US-Republikaner Rick Santorum hat sein Wahlkampfthema gefunden: Er wirft Barack Obama einen “Krieg gegen die Religion” vor. Streitpunkt ist die Gesundheitsreform.
Es ist ein alter Kulturkampf um Kosten und Moral von Empfängnisverhütung, den Amerikas Republikaner jetzt zum Wahlkampfthema erhoben haben – und zum Prüfstein für den Glauben von US-Präsident Barack Obama.
Die Republikaner, angeführt von Präsidentschaftskandidat Rick Santorum und unterstützt von der katholischen Bischofskonferenz der USA, sehen eine Regelung in Obamas Gesundheitsreformgesetz als Angriff auf die Religionsfreiheit.
KOSTEN FÜR VERHÜTUNG ODER STERILISATION ERSETZEN
Das Gesetz gilt seit dem 1. August. Danach müssen alle Firmen, auch kirchliche Institutionen, ihren Angestellten über die betriebliche Krankenversicherung Kosten für Verhütung (oder Sterilisation) ersetzen. Das Weiße Haus und die Demokraten im Kongress argumentieren, das schütze die Gesundheit von Frauen, es habe mit Religion nichts zu tun, dafür umso mehr mit Grundrechten.
Die jüngste Wortmeldung zu Obamas „Krieg gegen die Religion“, wie es die Republikaner nennen, kam jetzt in einer Polit-Talkshow von Paul Ryan, dem jungen Star der Republikaner. „Paternalistisch“ und „arrogant“ nannte der Abgeordnete aus Wisconsin den Passus im Reformgesetz.
Sein Streitgegner von den Demokraten, Chris Van Hollen, hielt dagegen: Seit die Wirtschaft sich erhole, wählten die Republikaner offenbar wieder alte Kulturkampfthemen, die sie ihrer Basis wie „rohes Fleisch“ vorwürfen.
KEIN ATHEIST KANN PRÄSIDENT SEIN
Santorum, der Abtreibung als Mord unter Strafe gestellt sehen will, Abstinenz predigt und Verhütung in der Ehe „nicht okay“ findet, hatte Obama zuvor vorgeworfen, er folge einer säkularen „Theologie, die nicht auf der Bibel gründe“. Als Berater Obamas sich über den Versuch empörten, dem Präsidenten seinen Glauben abzusprechen, sagte Santorum, er halte Obama für einen Christen, bleibe aber bei seinem Vorwurf.

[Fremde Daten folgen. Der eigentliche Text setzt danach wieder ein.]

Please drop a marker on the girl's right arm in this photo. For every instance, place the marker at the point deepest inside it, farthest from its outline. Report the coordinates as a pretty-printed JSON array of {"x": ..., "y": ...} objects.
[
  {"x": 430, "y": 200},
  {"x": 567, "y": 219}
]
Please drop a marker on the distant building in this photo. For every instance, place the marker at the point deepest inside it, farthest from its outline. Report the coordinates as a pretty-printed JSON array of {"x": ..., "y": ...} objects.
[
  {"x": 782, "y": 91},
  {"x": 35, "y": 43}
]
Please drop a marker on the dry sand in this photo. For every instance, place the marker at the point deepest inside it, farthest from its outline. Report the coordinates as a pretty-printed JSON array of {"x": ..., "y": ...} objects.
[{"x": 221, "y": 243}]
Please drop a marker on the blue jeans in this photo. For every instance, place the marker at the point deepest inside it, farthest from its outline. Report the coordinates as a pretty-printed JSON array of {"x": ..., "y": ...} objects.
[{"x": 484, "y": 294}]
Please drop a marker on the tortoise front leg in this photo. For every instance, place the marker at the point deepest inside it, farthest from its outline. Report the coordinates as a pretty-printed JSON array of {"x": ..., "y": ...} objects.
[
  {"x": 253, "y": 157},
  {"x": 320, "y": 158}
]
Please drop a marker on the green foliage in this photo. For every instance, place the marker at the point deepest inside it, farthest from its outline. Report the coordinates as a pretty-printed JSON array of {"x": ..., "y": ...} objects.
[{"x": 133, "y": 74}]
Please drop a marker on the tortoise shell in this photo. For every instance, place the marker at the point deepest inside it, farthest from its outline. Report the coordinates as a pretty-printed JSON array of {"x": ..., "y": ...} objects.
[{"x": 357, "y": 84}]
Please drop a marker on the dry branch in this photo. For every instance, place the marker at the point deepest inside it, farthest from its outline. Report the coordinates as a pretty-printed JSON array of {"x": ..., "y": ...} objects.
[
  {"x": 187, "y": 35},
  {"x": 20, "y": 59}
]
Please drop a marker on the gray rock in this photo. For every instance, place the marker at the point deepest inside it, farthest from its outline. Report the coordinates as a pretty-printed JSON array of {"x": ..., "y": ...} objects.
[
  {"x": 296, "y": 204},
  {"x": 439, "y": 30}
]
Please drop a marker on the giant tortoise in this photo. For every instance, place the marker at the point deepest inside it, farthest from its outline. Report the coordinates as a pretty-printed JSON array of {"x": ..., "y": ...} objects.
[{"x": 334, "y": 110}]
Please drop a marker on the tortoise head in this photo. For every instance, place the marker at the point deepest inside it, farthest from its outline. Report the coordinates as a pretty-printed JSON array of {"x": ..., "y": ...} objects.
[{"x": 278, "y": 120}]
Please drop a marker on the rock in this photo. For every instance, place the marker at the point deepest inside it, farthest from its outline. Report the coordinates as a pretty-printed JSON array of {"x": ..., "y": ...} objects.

In weniger frommen Ländern, wo Kirchen Mühe haben, ihre Bänke zu füllen, hätte ein solcher Streit nicht annähernd die politische Sprengkraft wie in den USA. Ein Atheist oder auch nur ein gleichgültiger Christ kann dort nicht Präsident werden. Und doch muss der Streit, den die Republikaner angefacht haben, Obama am Wahltag im November nicht unbedingt gefährlich werden.
Umfragen zufolge haben 98 Prozent der US-Katholikinnen irgendwann in ihrem Leben verhütet. Und 84 Prozent der US-Katholiken glauben, dass Frauen, die verhüten, dennoch gute Katholikinnen sein können.
In der Streitfrage selbst – Sollen die Krankenversicherungen der Arbeitgeber Verhütungsmittel, die im Übrigen auch andere medizinische Indikationen haben, bezahlen? – entscheiden sich 58 Prozent der Katholiken für Obamas Haltung.
VERHÜTUNG FÜHRE ZU SCHÄDLICHEM VERHALTEN
Doch Santorum sieht die USA unter diesem Präsidenten auf dem Weg zur gotteslästerlichen Französischen Revolution. Santorum verglich in einem Buch Frauen, die abtreiben, mit Sklavenhaltern, die Sklaven töteten. Es ficht ihn nicht an, dass selbst in der katholischen Kirche die Enzyklika „Humanae Vitae“ von Papst Paul VI. umstritten bleibt.
Der Versuch der Kirche, die Sexualität von Frauen in der Ehe (und nur darum geht es dort) zu reglementieren, wird von der Wirklichkeit unterlaufen: Die „Herde“ ignoriert den Hirten.
Es ist viel Heuchelei im Spiel. Wenn Santorum insinuiert, Verhütung führe zu „schädlichem“, promiskuitivem Verhalten, und wenn er zugleich den Zusammenhang von (mangelnder) Verhütung, Teenager-Schwangerschaft und Abtreibung leugnet, ist das eher seinen Fantasien als der Realität geschuldet. Wie der Streit ausgeht, entscheidet sich wohl erst im November.